The lower court found, after two trials of the case, that the total amount expended on the Lafayette job was $23,014, which includes $2,100 for tunneling and $2,977 paid to truck drivers, and that the total expenditure on the Lafayette contract was $10,897.44, which included $1,240 for tunneling and $2,016 for truck drivers.

We have closely checked over the various accounts and considered the evidence pertinent thereto. We think the amounts arrived at by the trial judge correct.

We do not think there is merit in defendant's complaint that he has been charged twice on amount paid out for truck drivers. $2,977 paid out for this class of work at Port Allen is carried in the pay roll audit account separate from the amounts paid out for construction work proper, and it is established that at Lafayette $2,016 was paid to the truck drivers.

In view of our conclusions on the issues involved herein, the following recast of the accounts between the parties is correct:

Port Allen Contract Total payroll ............................ $23014.00 Less tunneling ........................... 2100.00 -------- $20914.00 @ .924 (Pub. Lia.) ........... $193.25 2977.00 @ 1.827 (Truck Drivers) ....... 54.39 17937.00 @ 5.422 (Work. Comp.) ......... 972.54 ------- Total .............................. $1220.13 Lafayette Contract Total payroll ............................ $10897.44 Less tunneling ........................... 1240.00 -------- $ 9657.44 @ .77 (Pub. Lia.) ........... $ 74.36 2016.00 @ 1.827 (Truck drivers) ....... 36.83 7641.44 @ 5.422 (Work. Comp.) ......... 414.32 ------- Total .............................. $ 525.51 -------- Total premiums both contracts ..................... $1745.69 The admitted credits made by the defendant against this account are ................................ 1600 23 -------- Balance due on premiums account ................... $ 145.46 Plaintiff cites that part of section 23 of Act No. 20 of 1914, reading: "No policy of insurance against liability under this act shall be made unless such policy shall cover the entire liability of the employer under this act, * * *" in support of the contention that the insurance policy must cover the entire liability of the employer (to the employees), and deduces therefrom that, if the contract of insurance protects all of the employees in their right to compensation, necessarily the total amount paid these employees must be taken as a basis to determine the amount of premiums due under each policy. Plaintiff has overlooked the amendment of 1926 (Act No. 85 of 1926) to the above-quoted portion of section 23 of the original act, which reads: "Provided, that as to the question of the liability as between the employer and the insurer the terms of the insurance contract shall govern."

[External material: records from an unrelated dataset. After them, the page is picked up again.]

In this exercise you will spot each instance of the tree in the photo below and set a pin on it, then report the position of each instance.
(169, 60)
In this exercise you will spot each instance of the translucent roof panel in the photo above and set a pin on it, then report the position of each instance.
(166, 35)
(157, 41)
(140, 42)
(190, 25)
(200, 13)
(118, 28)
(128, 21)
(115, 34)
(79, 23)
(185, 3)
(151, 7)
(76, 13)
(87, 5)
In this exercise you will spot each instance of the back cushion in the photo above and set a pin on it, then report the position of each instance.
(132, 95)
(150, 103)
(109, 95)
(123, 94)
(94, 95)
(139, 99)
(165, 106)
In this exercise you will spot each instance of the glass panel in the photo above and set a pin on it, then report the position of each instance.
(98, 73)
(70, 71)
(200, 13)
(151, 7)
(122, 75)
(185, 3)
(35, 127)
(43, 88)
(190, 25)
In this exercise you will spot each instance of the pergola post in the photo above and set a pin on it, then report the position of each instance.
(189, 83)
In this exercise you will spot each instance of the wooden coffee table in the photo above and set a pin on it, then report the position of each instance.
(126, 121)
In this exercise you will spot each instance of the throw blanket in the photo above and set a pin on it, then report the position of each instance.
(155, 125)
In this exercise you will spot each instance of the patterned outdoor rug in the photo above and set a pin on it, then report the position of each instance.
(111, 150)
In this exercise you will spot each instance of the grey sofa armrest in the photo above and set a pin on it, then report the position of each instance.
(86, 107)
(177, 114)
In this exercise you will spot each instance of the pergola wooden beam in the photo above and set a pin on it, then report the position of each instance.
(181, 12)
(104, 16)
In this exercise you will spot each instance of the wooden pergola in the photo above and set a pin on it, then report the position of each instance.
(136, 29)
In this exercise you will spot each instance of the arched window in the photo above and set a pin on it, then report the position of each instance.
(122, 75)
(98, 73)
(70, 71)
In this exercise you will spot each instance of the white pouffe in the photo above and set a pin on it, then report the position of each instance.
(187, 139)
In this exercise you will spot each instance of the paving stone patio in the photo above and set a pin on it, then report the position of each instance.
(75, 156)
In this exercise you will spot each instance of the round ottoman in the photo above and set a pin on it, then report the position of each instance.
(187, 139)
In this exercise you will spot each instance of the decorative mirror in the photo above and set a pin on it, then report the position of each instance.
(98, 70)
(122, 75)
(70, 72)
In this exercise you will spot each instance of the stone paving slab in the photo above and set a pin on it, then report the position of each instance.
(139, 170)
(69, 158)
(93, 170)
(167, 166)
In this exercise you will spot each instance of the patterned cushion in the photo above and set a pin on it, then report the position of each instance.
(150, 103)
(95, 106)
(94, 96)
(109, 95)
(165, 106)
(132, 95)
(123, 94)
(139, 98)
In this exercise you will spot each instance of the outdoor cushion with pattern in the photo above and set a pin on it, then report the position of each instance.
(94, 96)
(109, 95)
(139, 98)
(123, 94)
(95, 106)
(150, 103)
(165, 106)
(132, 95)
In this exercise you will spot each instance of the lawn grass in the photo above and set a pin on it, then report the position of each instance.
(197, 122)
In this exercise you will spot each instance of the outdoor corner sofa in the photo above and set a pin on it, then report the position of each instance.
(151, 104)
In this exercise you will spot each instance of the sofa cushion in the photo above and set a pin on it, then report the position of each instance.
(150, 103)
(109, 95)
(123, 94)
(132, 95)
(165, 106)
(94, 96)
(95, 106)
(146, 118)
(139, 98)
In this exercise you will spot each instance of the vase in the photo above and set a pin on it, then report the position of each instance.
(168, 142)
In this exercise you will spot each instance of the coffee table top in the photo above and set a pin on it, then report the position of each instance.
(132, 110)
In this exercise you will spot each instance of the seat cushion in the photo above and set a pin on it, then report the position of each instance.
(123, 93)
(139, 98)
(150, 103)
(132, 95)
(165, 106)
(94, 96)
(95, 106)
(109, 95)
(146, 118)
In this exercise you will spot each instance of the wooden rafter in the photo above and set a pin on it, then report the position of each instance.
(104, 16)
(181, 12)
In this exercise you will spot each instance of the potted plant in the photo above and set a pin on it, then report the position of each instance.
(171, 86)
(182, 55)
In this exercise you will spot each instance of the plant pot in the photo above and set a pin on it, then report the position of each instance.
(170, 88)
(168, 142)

We are not concerned with the rights of employees under the policies in question. It may be possible, under the law, that certain classes of workmen may be protected under the policy of insurance, when, as a matter of fact, as between the insured and insurer, no premiums may have been due or paid for such protection. As to this we express no definite opinion as the question is not involved in the present suit.

Since this appeal was lodged, plaintiff has been placed in the hands of receivers for liquidation by the civil district court of the parish of Orleans. The receivers, Clay W. Beckner and S. Sanford Levy, on motion of their counsel, were substituted as parties plaintiff in the suit.

For the reasons herein assigned, the judgment appealed from is amended by reducing the amount thereof to $145.46, and, as thas amended, said judgment is affirmed.